For information on the difference between defects and non-compliance see Unhappy with the standard, quality, or finish as your options for resolving issues may be different.
How to prevent this
Before making any final payments, make sure major defects are fixed and that the work carried out has been completed in line with the plans and specifications set out in the building contract. Hire an independent professional such as an architect or building consultant to inspect for defects and unfinished work before the occupancy permit or certificate of final inspection is issued.
Do not pay your builder in advance and make progress payments only according to the payment schedule in your contract.
You may need to obtain expert technical reports, such as from a structural engineer, for major faults. These will support your case if you need to make a warranty claim against a builder and in case issues worsen over time.
Give a copy of the inspection report to the Relevant Building Surveyor (RBS) so that they can direct the builder to fix issues and complete the work before certifying that the work is completed.
See Roles and responsibilities to understand the types of professionals that may be involved in your project.
What you can do
Always talk to your builder and give them an opportunity to fix the issue before lodging a formal complaint or dispute. See Resolve disputes to understand the process for resolving disputes.
If the issue is a defect, then this could be a breach of the building contract, and you may be eligible for Domestic Building Dispute Resolution Victoria (DBDRV). DBDRV provides free conciliation services for owners and builders in domestic building disputes. If you are unable to resolve your dispute at DBDRV through conciliation, DBDRV has the power to issue legally binding dispute resolution orders and certificates. Check that you are eligible for this service at Is our service right for you?

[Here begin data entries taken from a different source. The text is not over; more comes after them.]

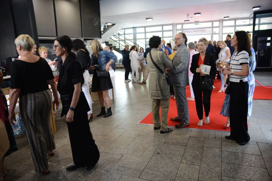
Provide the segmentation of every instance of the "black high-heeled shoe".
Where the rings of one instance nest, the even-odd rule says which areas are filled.
[[[92,114],[92,115],[91,115],[91,117],[90,117],[90,119],[89,119],[89,122],[90,122],[91,120],[92,120],[92,117],[93,117]]]

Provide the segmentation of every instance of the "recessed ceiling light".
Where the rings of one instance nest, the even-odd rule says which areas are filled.
[[[255,6],[252,8],[252,10],[257,10],[257,9],[260,9],[260,8],[261,8],[260,6]]]

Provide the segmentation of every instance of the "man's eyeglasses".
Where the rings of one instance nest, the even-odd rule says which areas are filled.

If you are ineligible for DBDRV, or if your issue could not be resolved and you have received a certificate of conciliation from DBDRV, you can make an application to the Victorian Civil and Administrative Tribunal (VCAT). Contact Consumer Affairs Victoria’s (CAV) Building Information Line at 1300 55 75 59 for free advice.
If an occupancy permit or certificate of final inspection has been issued by the RBS and you disagree with their decision, you may appeal to the Building Appeals Board (BAB) within 30 days of the decision being made.
If the problem is about non-compliance, raise it with the RBS first. While they can take enforcement action after the occupancy permit or certificate of final inspection has been issued, it is better to have any problems fixed before they are issued. If the issue doesn’t get resolved, you can lodge a complaint with the Victorian Building Authority (VBA).
If there is faulty work or damage to your property due to your practitioner’s or their subcontractors’ negligence, you may be eligible to make a claim through their business insurance if they have it. This is private insurance which is not compulsory. It is not the same as Domestic Building Insurance (DBI) which only applies when a builder has died, disappeared or become insolvent. For more information about DBI see Domestic Building Insurance.
A report from a technical expert such as an architect, building consultant or designer may be useful for supporting your claim if you lodge a formal dispute.